Villaviciosa de Odón, Herrera del Duque y, sobre todo, Menorca. Compartimos horas, amigos, confidencias y recuerdos. Ahí están Paco Mercadal y Tataya, Paco d’Lo, Aleix Cánovas, Jaume des Molí de Racó, Mía Mercadal, José Meliá, Xiscu Sturla y tantos, tantísimos otros que llenaron la Iglesia de Santa María y sus aledaños el día del funeral, cuando de repente José María se nos fue, justo hoy hace dos meses. No nos lo podíamos creer, no nos lo creemos todavía.

Le encantaban los pájaros, sabía todo de ellos: se levantaba de madrugada para observarlos con los prismáticos y hacerles fotos; conocía sus cantos, su plumaje, sus costumbres, sus vuelos. Y desde que murió, y aunque parezca mentira, los pájaros entran en casa y algunos se quedan como clavados en las ventanas, tocando con su pico los cristales, como si nos mandaran mensajes del más allá, como si nos dijeran que José María sigue con nosotros, con sus amigos, con su familia, con sus pájaros de siempre.

Hablábamos mucho de sus padres: admiraba a su padre, arquitecto como él, excelente dibujante, y continuamente recordaba anécdotas de Son Rubí. Admiraba a su madre, una maestra mallorquina número uno de su promoción, que por amor se quedó en Es Mercadal para criar una familia maravillosa, con Ana y con Dito. José María, el mayor de los hermanos, la cuidó hasta que se fue en noviembre del año pasado. Siempre me quedé con ganas de probar esos platos de caza que ella preparaba como nadie y de los que José María hablaba con deleite, porque eran los platos de siempre, los platos de la Menorca más profunda y más auténtica, como él, como su familia.

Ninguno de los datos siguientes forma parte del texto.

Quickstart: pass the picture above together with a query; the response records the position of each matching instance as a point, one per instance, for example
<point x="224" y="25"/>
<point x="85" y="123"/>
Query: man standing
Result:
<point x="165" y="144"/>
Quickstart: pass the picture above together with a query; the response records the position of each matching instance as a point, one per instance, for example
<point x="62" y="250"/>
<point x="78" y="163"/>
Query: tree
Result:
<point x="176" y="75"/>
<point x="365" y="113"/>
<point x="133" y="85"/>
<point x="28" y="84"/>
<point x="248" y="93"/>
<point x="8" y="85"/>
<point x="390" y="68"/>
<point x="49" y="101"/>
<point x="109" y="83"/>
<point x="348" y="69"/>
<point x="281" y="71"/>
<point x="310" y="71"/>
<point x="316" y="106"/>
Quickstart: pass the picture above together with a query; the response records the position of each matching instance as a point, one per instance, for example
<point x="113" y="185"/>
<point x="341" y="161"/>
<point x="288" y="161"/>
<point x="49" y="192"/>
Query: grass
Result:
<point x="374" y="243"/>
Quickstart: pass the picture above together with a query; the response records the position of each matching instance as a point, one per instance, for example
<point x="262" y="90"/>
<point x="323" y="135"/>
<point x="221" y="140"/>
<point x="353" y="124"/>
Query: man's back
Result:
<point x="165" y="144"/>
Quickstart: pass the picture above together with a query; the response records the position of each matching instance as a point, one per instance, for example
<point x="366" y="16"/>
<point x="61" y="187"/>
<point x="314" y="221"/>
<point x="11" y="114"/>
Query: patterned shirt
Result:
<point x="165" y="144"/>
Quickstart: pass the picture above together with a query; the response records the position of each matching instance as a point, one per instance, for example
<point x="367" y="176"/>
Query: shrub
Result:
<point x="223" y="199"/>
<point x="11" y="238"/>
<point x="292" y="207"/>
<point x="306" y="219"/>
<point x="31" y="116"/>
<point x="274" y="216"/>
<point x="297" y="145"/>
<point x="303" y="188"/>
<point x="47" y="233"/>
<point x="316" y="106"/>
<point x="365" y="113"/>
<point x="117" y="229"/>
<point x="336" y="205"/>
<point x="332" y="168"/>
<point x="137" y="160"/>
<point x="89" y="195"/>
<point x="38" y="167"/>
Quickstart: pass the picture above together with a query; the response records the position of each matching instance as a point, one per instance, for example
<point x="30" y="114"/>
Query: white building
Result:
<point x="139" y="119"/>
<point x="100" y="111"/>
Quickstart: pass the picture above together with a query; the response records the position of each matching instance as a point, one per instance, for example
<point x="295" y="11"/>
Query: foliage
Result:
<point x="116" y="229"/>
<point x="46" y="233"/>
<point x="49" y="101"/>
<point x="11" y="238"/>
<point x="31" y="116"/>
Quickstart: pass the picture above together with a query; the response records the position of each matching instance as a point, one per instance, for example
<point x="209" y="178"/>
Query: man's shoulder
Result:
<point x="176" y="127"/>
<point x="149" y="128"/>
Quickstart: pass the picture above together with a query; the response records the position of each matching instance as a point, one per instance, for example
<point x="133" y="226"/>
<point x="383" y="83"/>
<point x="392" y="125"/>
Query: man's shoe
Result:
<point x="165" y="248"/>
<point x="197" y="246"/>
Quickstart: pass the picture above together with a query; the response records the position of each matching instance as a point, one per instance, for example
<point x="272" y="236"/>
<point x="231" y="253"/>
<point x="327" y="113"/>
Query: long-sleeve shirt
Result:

Hablábamos de Loli y con Loli, su mujer, y de sus hijas, de las que estaba mucho más que orgulloso: María, Adriana, que justo al día siguiente de que muriera su padre tenía previsto incorporarse en prácticas a su despacho: tres generaciones de arquitectos Villlalonga; y de Carlota, que tuvo la gallardía de decir unas palabras maravillosas sobre su padre en el funeral de Santa María. Cuántas horas hablando de ellas, de sus proyectos, de su futuro, siempre girando en torno a esa Menorca de la que se sentía orgulloso y profundamente unido.

Me enseñó a cazar como se caza aquí en la Isla, fuera de todo esnobismo, donde lo importante no es el número sino el lance, con los amigos cazadores de siempre, saltando paredes junto a los perros, esperando con el corazón en la boca la aparición de la perdiz o el vuelo de la becada. Le costaba admitir un fallo, y no perdonaba el de los demás. Se acordaba siempre de lo bueno y de lo malo, y nos reíamos cuando una codorniz se escapaba o cuando a pesar de nuestros esfuerzos no cobrábamos una perdiz, que sabíamos que estaba allí, pero que ni los perros eran capaces de encontrar. Y al final del día, reventados pero felices, comentábamos los lances con los compañeros, con los mismos que celebrábamos hace años es dinar des cegas, cocinadas como siempre, algunas veces por Jaumot, y la última, por él, en Es Banyuls, en el mismo sitio que le vio morir.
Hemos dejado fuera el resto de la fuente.